她望着碧色的天,不禁叹道:“还不如当初让他好好接冯将军的班,非去乱折腾什么。”
“你当初可不是这么说的。”温瑾瑜揽过她的肩,轻轻拍了几下,似是宽慰,“孩子的事儿,他们自己有数,你在这儿发愁有什么用?”
“你倒是想得开啊。”傅清平忽然一阵无名火,“手拿开!你这个爹当得倒挺容易!一天到晚什么心也不操,我看要你也没什么用!”
—
温怡如往常一般在看医书。
她终于合上书,抬首对关月笑笑:“嫂嫂。”
“这些弯弯绕绕的事情,我一向不大能想明白,这你知道。”关月道,“既然母亲让我来,想必这件事与我有关。温怡,你有话不妨
直说。”
“我不是在冲谁发脾气。”温怡沉默片刻,“嫂嫂,我只是不知道该怎么办。”
关月握住她冰凉的指尖:“所以陛下那道圣旨,究竟说了什么?”
温怡没有回答她:“嫂嫂,昨日你和哥哥成亲,陛下也送了份贺礼。”
关月一怔。
“他没有大张旗鼓的当作赏赐送来,只是让宁王殿下交给我。”温怡稍顿,“那是一处宅院,挨着侯府。他明明知道舅父替你们选过宅院,却还要送这么一份礼。他是为了告诉我们往后也要相互扶持,亲如一家吗?”
“温怡……”
“咱们审时度势、及时弃暗投明的怀王殿下有二子一女,年纪都不大。”温怡道,“陛下要我们与怀王府结亲。”
关月猛地站起身:“所以斐渊是去——”
“他想去求太后娘娘,可我们都知道,这件事已经无可转圜。但我没有劝他,也没有拦他。”
关月不知该说什么才好:“温怡,我——”
“这件事不怪兄长和嫂嫂。”温怡抬头看着她,“你们成了名正言顺的一家人,又同我们息息相关,他自己允的婚事,不能才过一日就当头一棒,只好拿我来开刀。”
“温怡。”关月轻声道,“……对不住。”
事到如今,她仿佛也只能给一句不痛不痒的道歉。说到底,温怡和谢旻允是代他们受过。
无论谁当这个皇帝,都不能容忍本就有些脱缰的军权尽数存于一家,他们犯了大忌。但今上身体不好,心有忧虑的同时,又指望他们能为宁王鞍前马后,于是先将弟弟送来与他们共处,再开金口免国丧,还了好大一份谢礼。
但他终究是要挟制的。
关月同温朝的婚事已成定局,还是他亲自送的人情,自然不好拆自己的台。况且有同宁王的情分在,既有情分,又有施恩——免国丧的事儿老狐狸看得都很明白,于是北境无可置疑的被划到了皇帝跟前。
他们必得为宁王鞍前马后才是。
他算好了将他们与宁王绑在一起,但又不安心,怕他们与侯府走得太近,届时成了隐患。于是将送的人情向侯府讨回来,若沧州和侯府因此离心,那正合他意;若他们个个心里清楚明白,谢旻允和温怡都能将这口气咽下去,依然与兄嫂亲如一家,那也无妨——左右侯府与怀王府结了亲,无论如何也断不开了。
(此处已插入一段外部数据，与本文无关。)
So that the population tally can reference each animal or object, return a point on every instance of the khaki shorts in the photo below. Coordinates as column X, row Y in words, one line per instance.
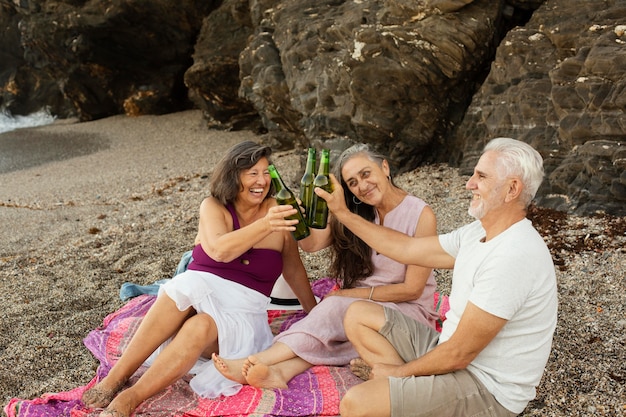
column 455, row 394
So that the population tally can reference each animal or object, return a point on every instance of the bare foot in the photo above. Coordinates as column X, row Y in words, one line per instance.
column 122, row 406
column 230, row 368
column 101, row 394
column 260, row 375
column 360, row 368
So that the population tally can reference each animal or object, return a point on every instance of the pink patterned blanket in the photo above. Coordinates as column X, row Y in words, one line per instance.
column 315, row 392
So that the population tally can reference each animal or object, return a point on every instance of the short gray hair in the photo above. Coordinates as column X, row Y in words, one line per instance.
column 520, row 159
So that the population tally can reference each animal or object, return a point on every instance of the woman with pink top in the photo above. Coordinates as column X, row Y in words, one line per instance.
column 362, row 274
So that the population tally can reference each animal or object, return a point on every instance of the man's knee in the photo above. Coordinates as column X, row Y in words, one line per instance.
column 370, row 398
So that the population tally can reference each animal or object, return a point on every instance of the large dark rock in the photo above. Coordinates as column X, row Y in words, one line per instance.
column 388, row 73
column 559, row 84
column 110, row 57
column 421, row 80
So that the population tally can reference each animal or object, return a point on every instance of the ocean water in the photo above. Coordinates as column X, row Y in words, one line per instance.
column 40, row 118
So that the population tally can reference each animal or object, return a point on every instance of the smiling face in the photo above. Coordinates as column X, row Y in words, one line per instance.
column 255, row 183
column 488, row 187
column 365, row 179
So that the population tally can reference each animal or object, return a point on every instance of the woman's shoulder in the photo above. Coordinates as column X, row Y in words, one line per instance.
column 412, row 202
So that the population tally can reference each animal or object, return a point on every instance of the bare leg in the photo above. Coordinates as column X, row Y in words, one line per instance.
column 160, row 323
column 360, row 368
column 197, row 337
column 260, row 375
column 362, row 322
column 370, row 398
column 233, row 369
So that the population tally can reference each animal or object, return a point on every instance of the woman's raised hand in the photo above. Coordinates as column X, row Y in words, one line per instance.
column 335, row 200
column 276, row 218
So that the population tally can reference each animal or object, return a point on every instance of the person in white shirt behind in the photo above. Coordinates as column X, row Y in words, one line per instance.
column 497, row 337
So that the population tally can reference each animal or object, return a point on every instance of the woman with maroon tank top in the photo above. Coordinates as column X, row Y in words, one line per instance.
column 219, row 304
column 319, row 338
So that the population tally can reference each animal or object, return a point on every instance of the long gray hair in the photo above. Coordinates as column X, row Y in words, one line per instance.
column 225, row 183
column 351, row 257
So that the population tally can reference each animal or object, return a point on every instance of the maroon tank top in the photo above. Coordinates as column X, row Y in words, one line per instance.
column 256, row 268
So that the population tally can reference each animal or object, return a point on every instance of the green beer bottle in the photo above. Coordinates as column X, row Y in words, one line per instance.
column 285, row 196
column 319, row 208
column 306, row 183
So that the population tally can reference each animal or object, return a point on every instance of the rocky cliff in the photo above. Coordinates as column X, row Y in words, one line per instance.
column 421, row 80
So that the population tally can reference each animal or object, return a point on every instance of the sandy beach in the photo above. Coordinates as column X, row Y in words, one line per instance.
column 118, row 202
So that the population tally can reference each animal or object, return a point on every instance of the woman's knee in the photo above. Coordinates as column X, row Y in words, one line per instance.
column 201, row 325
column 364, row 313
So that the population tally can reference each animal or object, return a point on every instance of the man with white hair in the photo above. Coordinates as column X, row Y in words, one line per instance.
column 497, row 336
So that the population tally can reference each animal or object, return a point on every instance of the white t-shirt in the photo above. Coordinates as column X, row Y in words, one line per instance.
column 512, row 277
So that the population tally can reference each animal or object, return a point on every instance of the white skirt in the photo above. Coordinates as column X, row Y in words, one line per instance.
column 241, row 317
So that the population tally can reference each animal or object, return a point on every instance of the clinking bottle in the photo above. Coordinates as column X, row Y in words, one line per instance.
column 306, row 183
column 319, row 209
column 285, row 196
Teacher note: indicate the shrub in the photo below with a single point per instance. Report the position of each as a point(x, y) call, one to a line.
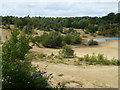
point(92, 42)
point(99, 59)
point(51, 40)
point(66, 52)
point(72, 38)
point(41, 55)
point(16, 71)
point(36, 39)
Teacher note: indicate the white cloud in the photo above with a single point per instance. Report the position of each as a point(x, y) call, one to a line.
point(58, 8)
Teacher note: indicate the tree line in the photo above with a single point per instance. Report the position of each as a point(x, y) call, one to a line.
point(108, 25)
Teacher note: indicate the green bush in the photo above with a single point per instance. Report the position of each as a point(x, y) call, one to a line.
point(51, 40)
point(16, 71)
point(41, 55)
point(92, 42)
point(99, 59)
point(66, 52)
point(36, 39)
point(72, 38)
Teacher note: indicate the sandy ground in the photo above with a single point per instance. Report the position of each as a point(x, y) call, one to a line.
point(82, 76)
point(91, 76)
point(108, 48)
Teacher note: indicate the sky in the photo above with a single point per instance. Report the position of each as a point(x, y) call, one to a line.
point(57, 8)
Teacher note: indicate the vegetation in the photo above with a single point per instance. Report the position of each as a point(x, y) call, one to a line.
point(72, 38)
point(108, 25)
point(51, 40)
point(99, 59)
point(18, 72)
point(92, 42)
point(66, 52)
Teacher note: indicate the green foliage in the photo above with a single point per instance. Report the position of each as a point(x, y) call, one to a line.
point(92, 42)
point(99, 59)
point(41, 55)
point(16, 71)
point(72, 38)
point(51, 40)
point(91, 24)
point(36, 39)
point(66, 52)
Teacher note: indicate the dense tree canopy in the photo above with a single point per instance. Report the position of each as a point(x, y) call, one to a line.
point(91, 24)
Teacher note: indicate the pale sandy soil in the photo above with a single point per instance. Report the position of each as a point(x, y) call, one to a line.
point(108, 48)
point(94, 76)
point(84, 76)
point(81, 76)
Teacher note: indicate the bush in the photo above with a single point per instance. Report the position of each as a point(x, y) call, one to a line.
point(36, 39)
point(16, 71)
point(92, 42)
point(66, 52)
point(41, 55)
point(99, 59)
point(72, 38)
point(51, 40)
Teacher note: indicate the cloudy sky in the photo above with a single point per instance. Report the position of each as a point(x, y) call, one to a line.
point(57, 8)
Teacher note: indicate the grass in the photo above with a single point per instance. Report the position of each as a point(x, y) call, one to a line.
point(99, 59)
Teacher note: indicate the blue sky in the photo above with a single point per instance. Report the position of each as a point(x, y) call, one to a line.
point(59, 8)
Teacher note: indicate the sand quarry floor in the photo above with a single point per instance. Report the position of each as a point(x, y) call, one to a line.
point(83, 76)
point(90, 76)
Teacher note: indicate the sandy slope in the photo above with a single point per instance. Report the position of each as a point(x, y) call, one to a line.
point(84, 76)
point(109, 49)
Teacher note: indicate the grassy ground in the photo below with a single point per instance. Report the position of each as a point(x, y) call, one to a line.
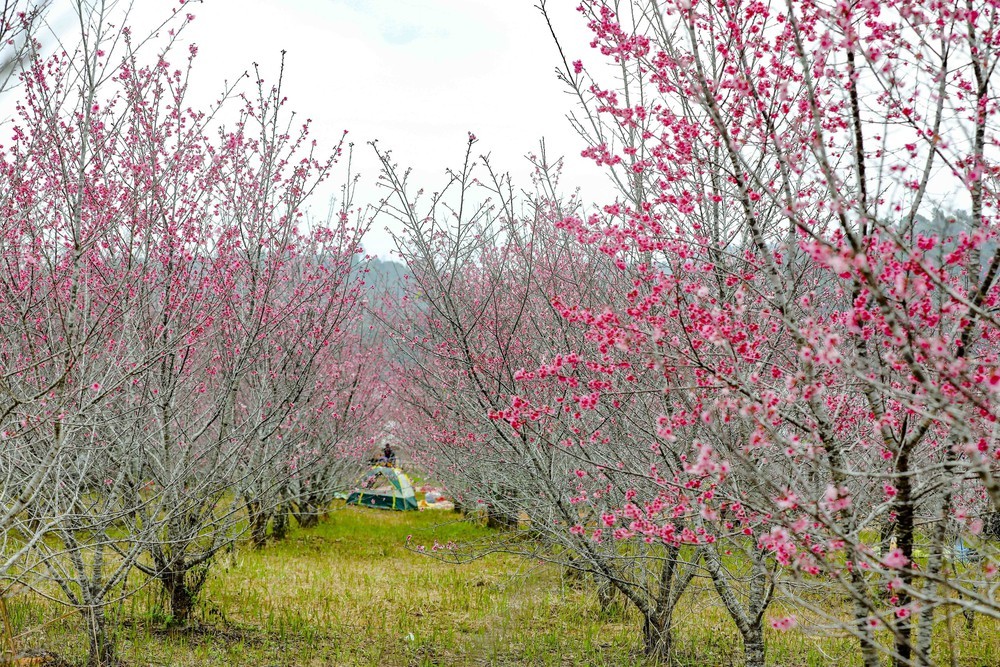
point(348, 592)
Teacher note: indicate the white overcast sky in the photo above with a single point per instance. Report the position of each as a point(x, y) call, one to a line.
point(417, 75)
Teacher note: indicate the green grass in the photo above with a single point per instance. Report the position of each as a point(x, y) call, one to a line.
point(349, 592)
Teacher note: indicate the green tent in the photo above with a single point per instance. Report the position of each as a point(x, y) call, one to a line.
point(384, 488)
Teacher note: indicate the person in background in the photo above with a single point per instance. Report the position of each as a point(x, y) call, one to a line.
point(389, 456)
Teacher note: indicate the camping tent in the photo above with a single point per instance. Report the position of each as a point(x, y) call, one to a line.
point(384, 488)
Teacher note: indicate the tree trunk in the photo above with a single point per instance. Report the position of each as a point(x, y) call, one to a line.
point(100, 646)
point(279, 528)
point(905, 522)
point(657, 638)
point(258, 524)
point(753, 645)
point(181, 598)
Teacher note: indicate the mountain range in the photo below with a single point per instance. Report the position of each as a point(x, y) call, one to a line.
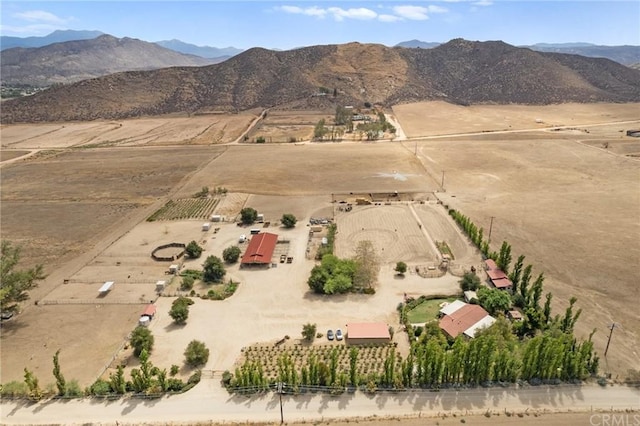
point(459, 71)
point(71, 61)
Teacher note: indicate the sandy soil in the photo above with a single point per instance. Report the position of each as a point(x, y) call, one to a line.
point(570, 207)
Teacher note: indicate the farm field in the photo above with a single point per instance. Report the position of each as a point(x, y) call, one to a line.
point(441, 118)
point(196, 130)
point(570, 208)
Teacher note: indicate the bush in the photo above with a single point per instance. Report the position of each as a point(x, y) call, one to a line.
point(141, 338)
point(196, 354)
point(248, 215)
point(73, 389)
point(288, 220)
point(213, 269)
point(174, 370)
point(14, 389)
point(100, 388)
point(187, 283)
point(193, 250)
point(231, 254)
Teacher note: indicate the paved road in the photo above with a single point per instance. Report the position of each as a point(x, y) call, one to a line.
point(209, 402)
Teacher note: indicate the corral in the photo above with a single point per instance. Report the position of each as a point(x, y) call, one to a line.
point(569, 207)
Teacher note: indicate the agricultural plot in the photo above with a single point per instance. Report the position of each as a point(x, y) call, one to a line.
point(186, 208)
point(393, 230)
point(370, 358)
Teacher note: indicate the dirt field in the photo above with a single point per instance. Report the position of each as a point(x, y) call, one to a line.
point(570, 207)
point(441, 118)
point(196, 130)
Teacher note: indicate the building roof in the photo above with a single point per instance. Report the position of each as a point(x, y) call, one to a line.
point(469, 294)
point(260, 248)
point(491, 264)
point(483, 323)
point(496, 274)
point(502, 283)
point(516, 315)
point(450, 308)
point(368, 330)
point(463, 319)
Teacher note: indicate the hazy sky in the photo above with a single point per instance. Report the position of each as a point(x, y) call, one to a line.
point(289, 24)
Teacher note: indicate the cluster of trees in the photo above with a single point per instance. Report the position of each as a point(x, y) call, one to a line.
point(335, 275)
point(145, 379)
point(374, 129)
point(15, 284)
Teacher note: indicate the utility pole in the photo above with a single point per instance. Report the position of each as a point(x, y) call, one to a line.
point(490, 228)
point(612, 326)
point(280, 392)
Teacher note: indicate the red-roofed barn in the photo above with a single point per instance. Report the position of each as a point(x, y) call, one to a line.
point(260, 249)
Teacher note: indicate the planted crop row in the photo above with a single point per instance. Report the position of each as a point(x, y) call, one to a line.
point(186, 208)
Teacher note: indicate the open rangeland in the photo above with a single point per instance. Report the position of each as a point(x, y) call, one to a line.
point(569, 205)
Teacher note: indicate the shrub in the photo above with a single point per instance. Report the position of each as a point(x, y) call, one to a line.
point(14, 389)
point(193, 250)
point(196, 354)
point(288, 220)
point(100, 388)
point(231, 254)
point(141, 338)
point(187, 283)
point(175, 369)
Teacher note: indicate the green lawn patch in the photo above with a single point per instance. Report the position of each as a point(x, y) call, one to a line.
point(426, 311)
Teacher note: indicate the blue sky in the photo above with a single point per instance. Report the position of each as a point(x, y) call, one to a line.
point(289, 24)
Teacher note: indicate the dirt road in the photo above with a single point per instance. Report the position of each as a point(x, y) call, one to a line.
point(209, 402)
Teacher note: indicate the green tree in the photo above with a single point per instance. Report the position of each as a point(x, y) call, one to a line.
point(117, 381)
point(179, 311)
point(193, 250)
point(196, 354)
point(320, 130)
point(401, 268)
point(248, 215)
point(504, 257)
point(61, 383)
point(493, 300)
point(288, 220)
point(141, 339)
point(213, 270)
point(469, 282)
point(231, 254)
point(187, 283)
point(32, 384)
point(309, 332)
point(15, 284)
point(339, 283)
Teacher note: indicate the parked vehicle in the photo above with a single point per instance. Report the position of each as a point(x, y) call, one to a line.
point(330, 334)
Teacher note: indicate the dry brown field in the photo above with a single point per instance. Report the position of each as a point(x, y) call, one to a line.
point(195, 130)
point(569, 205)
point(571, 208)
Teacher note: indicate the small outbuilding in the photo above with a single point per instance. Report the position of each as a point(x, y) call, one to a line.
point(363, 333)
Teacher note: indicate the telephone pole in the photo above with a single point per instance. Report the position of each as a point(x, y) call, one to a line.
point(612, 326)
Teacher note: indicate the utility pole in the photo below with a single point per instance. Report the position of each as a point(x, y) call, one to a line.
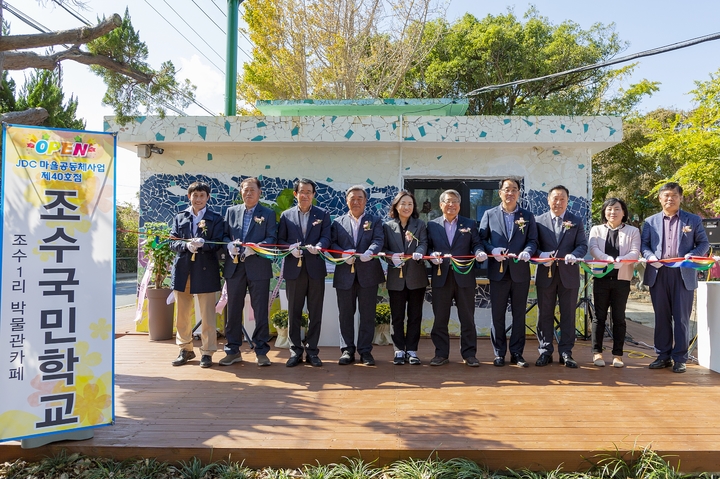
point(231, 59)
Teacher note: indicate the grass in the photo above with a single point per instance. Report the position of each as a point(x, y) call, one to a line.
point(640, 464)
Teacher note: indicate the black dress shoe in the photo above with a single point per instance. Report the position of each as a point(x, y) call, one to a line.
point(183, 357)
point(367, 359)
point(544, 360)
point(519, 360)
point(293, 361)
point(346, 358)
point(661, 363)
point(568, 361)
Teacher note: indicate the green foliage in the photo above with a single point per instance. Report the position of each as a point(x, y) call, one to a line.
point(281, 317)
point(44, 89)
point(382, 314)
point(473, 53)
point(157, 249)
point(128, 96)
point(126, 238)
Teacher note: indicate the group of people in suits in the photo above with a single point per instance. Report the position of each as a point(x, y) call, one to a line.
point(508, 236)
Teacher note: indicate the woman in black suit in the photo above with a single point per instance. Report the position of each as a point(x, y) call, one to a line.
point(405, 235)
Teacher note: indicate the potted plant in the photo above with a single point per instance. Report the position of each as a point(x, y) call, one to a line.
point(280, 320)
point(159, 256)
point(383, 330)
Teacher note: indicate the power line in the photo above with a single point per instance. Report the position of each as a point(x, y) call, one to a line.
point(186, 39)
point(646, 53)
point(191, 28)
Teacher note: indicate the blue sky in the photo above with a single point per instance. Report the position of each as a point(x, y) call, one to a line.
point(644, 24)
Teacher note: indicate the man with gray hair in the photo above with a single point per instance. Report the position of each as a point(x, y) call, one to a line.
point(357, 234)
point(449, 236)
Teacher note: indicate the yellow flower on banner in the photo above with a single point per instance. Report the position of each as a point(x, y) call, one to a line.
point(101, 329)
point(90, 403)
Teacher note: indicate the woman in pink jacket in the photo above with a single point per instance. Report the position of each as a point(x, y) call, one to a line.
point(612, 241)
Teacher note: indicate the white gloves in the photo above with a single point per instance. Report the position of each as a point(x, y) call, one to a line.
point(524, 256)
point(313, 249)
point(396, 259)
point(233, 248)
point(436, 257)
point(348, 256)
point(497, 253)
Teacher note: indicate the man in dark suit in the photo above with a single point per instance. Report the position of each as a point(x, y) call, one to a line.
point(306, 230)
point(451, 236)
point(672, 233)
point(196, 271)
point(560, 235)
point(356, 283)
point(248, 224)
point(508, 231)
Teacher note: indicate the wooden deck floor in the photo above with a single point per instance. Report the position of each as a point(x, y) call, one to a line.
point(501, 417)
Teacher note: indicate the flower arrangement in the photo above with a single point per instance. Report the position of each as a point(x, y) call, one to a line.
point(382, 314)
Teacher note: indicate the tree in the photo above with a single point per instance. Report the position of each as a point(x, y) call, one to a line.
point(114, 52)
point(692, 142)
point(473, 53)
point(333, 49)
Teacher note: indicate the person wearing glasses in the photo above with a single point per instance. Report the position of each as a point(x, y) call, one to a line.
point(453, 236)
point(612, 241)
point(405, 235)
point(509, 233)
point(672, 233)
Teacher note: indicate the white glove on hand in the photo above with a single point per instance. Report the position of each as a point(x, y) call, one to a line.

“他倒是算得清楚。”关月垂下眼,“温怡,是我思虑不周,连累了你和斐渊。你若是心里过不去,我——”
她能干什么呢?她其实什么也做不了。
关月没再往下说,沉默地捏着茶盏。
“嫂嫂,我想一个人静一静。”温怡抬起头对她笑,“爹娘还在门口吧?你同他们说,我没事的。”
—
“你这么多年读哪儿去了?这都不明白?”庄婉气道。
自谢旻允白着一张脸回来,同他们说了个大概,印证了庄婉和温朝的某些猜测之后,他们已在院中枯坐半个时辰有余。
蒋川华实在受不住这死气沉沉的氛围,问他们陛下此举何意,被庄婉呛得再不出声了。
“陛下能允了这两位的婚事,是因为他们同宁王亲近,且在天下人眼中,他们已经和陛下站在一起了。”庄婉道,“但这并不代表他就胸怀宽广海纳百川,能容忍自己的臣子权倾朝野——额这个词可能用得不对,你明白意思就行。如今的他们处境是,无论日后是被予以重任大权在握,还是小心提防处处猜忌,他们都必须向着陛下和宁王,否则这朝堂他们二位也站不下去。小月和咱们温将军,没一个是那群老狐狸看得上的,不倚仗着皇权,小月那侄儿怎么办?”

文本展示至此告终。